Do ATUAL
MANAUS – Com críticas a outros partidos de esquerda, o PSTU (Partido Socialista dos Trabalhadores Unificado) decidiu na segunda-feira (3) lançar o professor da rede pública municipal Gilberto Vasconcelos como pré-candidato a prefeito de Manaus na eleição deste ano. Gilberto irá disputar o cargo pela segunda vez consecutiva. Ele preside a sigla no estado.
O pré-candidato promete apresentar um perfil “classista e radical”, debatendo um “projeto socialista” para a cidade de Manaus e de “enfrentamento com os interesses dos ricos e poderosos”. “O que temos em Manaus é um imenso abismo de desigualdade social, onde uma ínfima minoria usufrui de quase toda a totalidade do que é produzido aqui”, afirma Gilberto.

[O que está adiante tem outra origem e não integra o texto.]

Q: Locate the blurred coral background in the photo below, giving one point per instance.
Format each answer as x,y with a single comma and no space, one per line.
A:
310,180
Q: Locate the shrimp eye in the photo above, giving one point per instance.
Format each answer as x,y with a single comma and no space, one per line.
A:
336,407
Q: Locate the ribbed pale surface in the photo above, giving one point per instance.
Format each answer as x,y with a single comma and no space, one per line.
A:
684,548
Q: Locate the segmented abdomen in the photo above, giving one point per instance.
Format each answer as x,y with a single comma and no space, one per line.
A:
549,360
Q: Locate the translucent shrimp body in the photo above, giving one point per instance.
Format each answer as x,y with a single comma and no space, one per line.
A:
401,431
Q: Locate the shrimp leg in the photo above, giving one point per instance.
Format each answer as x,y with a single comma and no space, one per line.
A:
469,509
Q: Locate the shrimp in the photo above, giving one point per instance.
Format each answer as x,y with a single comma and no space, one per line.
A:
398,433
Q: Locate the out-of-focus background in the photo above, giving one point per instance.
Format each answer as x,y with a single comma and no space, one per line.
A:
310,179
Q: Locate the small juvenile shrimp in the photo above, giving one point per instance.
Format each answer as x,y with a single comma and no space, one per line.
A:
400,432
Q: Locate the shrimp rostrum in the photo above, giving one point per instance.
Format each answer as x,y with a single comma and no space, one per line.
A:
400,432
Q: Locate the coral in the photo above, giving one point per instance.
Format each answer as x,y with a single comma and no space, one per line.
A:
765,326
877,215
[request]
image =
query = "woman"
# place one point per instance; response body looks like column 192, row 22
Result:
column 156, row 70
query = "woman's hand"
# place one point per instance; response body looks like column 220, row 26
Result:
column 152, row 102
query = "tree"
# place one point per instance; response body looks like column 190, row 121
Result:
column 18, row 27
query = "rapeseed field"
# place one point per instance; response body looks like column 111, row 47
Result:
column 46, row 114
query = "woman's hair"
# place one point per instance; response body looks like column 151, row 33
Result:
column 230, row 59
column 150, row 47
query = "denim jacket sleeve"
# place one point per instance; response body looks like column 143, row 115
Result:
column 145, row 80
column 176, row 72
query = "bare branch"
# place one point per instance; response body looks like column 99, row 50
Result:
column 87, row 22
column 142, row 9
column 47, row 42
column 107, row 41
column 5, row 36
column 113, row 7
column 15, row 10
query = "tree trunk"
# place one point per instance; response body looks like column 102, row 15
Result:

“O capitalismo está nos levando para a barbárie climática. Nesse ano de eleição, mais promessas serão feitas, caras novas surgiram, mas nenhum partido da ordem burguesa, de direita ou de esquerda, que buscam gerenciar as crises criadas pelo sistema capitalista, pode dar fim a barbaria que nos espera na próxima esquina”, disse Vasconcelos.
“Somente um projeto revolucionário e socialista pode nos livrar dessa destruição dos recursos naturais do planeta imposta pelo capitalismo. Só um projeto socialista, fincado na independência de classe, pode construir as soluções para que a humanidade não atravesse o ponto de não retorno que os cientistas tanto nos avisam”, completou o pré-candidato.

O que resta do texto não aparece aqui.